Mesmo assim e mesmo tendo liberado o diretor, o pedido causou constrangimento. Afinal, ele é um diretor remunerado fica sempre a impressão de que o São Paulo estaria acéfalo ou, no mínimo, sendo relegado a uma posição secundária.

Quanto a Diego Lugano, que acompanhará a Copa, na Rússia, a convite, não há restrição alguma. O seu cargo é de diretor de relações internacionais e sua função é realmente essa, representar o clube junto à Conmebol e à Fifa. O constrangimento, no caso, é em relação à contratação de Gonzalo Carneiro, indicada e e bancada por ele. O jogador custou R$ 2,5 milhões e ainda não se recuperou de uma lesão no púbis, que o tirou dos gramados desde setembro. Por ela, a lesão, foi rejeitado no Grêmio.
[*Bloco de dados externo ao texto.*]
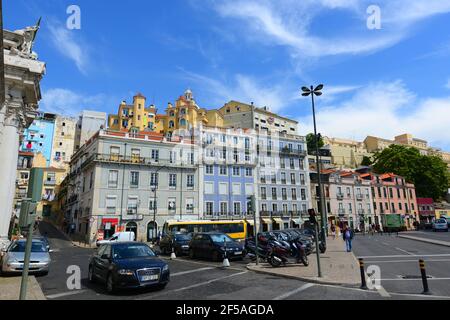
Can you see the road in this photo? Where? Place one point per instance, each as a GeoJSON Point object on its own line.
{"type": "Point", "coordinates": [398, 261]}
{"type": "Point", "coordinates": [193, 280]}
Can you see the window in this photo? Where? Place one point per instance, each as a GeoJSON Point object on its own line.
{"type": "Point", "coordinates": [303, 194]}
{"type": "Point", "coordinates": [152, 205]}
{"type": "Point", "coordinates": [284, 193]}
{"type": "Point", "coordinates": [237, 208]}
{"type": "Point", "coordinates": [263, 193]}
{"type": "Point", "coordinates": [171, 204]}
{"type": "Point", "coordinates": [223, 208]}
{"type": "Point", "coordinates": [132, 205]}
{"type": "Point", "coordinates": [237, 189]}
{"type": "Point", "coordinates": [190, 180]}
{"type": "Point", "coordinates": [190, 205]}
{"type": "Point", "coordinates": [172, 180]}
{"type": "Point", "coordinates": [223, 188]}
{"type": "Point", "coordinates": [209, 187]}
{"type": "Point", "coordinates": [134, 179]}
{"type": "Point", "coordinates": [153, 179]}
{"type": "Point", "coordinates": [111, 204]}
{"type": "Point", "coordinates": [209, 208]}
{"type": "Point", "coordinates": [294, 194]}
{"type": "Point", "coordinates": [155, 155]}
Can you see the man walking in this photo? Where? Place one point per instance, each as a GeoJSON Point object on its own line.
{"type": "Point", "coordinates": [348, 235]}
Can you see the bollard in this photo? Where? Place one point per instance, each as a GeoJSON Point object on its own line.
{"type": "Point", "coordinates": [363, 274]}
{"type": "Point", "coordinates": [426, 290]}
{"type": "Point", "coordinates": [173, 256]}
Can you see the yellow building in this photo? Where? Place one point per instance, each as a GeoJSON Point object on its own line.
{"type": "Point", "coordinates": [346, 153]}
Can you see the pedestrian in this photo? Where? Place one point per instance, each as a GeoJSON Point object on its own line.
{"type": "Point", "coordinates": [333, 230]}
{"type": "Point", "coordinates": [348, 235]}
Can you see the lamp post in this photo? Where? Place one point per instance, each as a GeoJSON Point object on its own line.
{"type": "Point", "coordinates": [318, 92]}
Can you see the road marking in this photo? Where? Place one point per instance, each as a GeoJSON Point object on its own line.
{"type": "Point", "coordinates": [400, 261]}
{"type": "Point", "coordinates": [64, 294]}
{"type": "Point", "coordinates": [403, 256]}
{"type": "Point", "coordinates": [209, 282]}
{"type": "Point", "coordinates": [190, 271]}
{"type": "Point", "coordinates": [383, 292]}
{"type": "Point", "coordinates": [407, 252]}
{"type": "Point", "coordinates": [291, 293]}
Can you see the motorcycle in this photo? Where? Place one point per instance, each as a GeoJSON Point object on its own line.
{"type": "Point", "coordinates": [283, 251]}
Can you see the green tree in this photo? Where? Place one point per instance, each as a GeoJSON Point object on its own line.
{"type": "Point", "coordinates": [366, 161]}
{"type": "Point", "coordinates": [428, 173]}
{"type": "Point", "coordinates": [311, 143]}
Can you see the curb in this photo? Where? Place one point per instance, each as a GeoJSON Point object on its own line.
{"type": "Point", "coordinates": [436, 242]}
{"type": "Point", "coordinates": [305, 279]}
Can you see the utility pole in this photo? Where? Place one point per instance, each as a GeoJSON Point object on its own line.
{"type": "Point", "coordinates": [2, 59]}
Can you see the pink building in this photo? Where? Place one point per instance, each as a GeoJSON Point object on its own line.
{"type": "Point", "coordinates": [393, 195]}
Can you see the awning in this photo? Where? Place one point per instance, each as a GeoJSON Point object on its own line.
{"type": "Point", "coordinates": [112, 221]}
{"type": "Point", "coordinates": [250, 222]}
{"type": "Point", "coordinates": [278, 220]}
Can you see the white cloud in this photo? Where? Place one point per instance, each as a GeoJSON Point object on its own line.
{"type": "Point", "coordinates": [70, 46]}
{"type": "Point", "coordinates": [70, 103]}
{"type": "Point", "coordinates": [385, 110]}
{"type": "Point", "coordinates": [242, 88]}
{"type": "Point", "coordinates": [287, 23]}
Por fim, há uma revolta na diretoria quando se fala que Raí aproveitará a folga da Copa para fazer campanhas publicitárias. As que estão no mercado atualmente já foram feitas há tempos. E não há nada previsto. Raí e Alexandre Pássaro trabalharão “full time” (olha como eu sou moderno) para a contratação de reforços que substituam Marcos Guilherme e Valdívia. E estarão torcendo, diuturnamente (olha como eu sou antigo) para que chegue uma boa oferta por Rodrigo Caio e Christian Cueva.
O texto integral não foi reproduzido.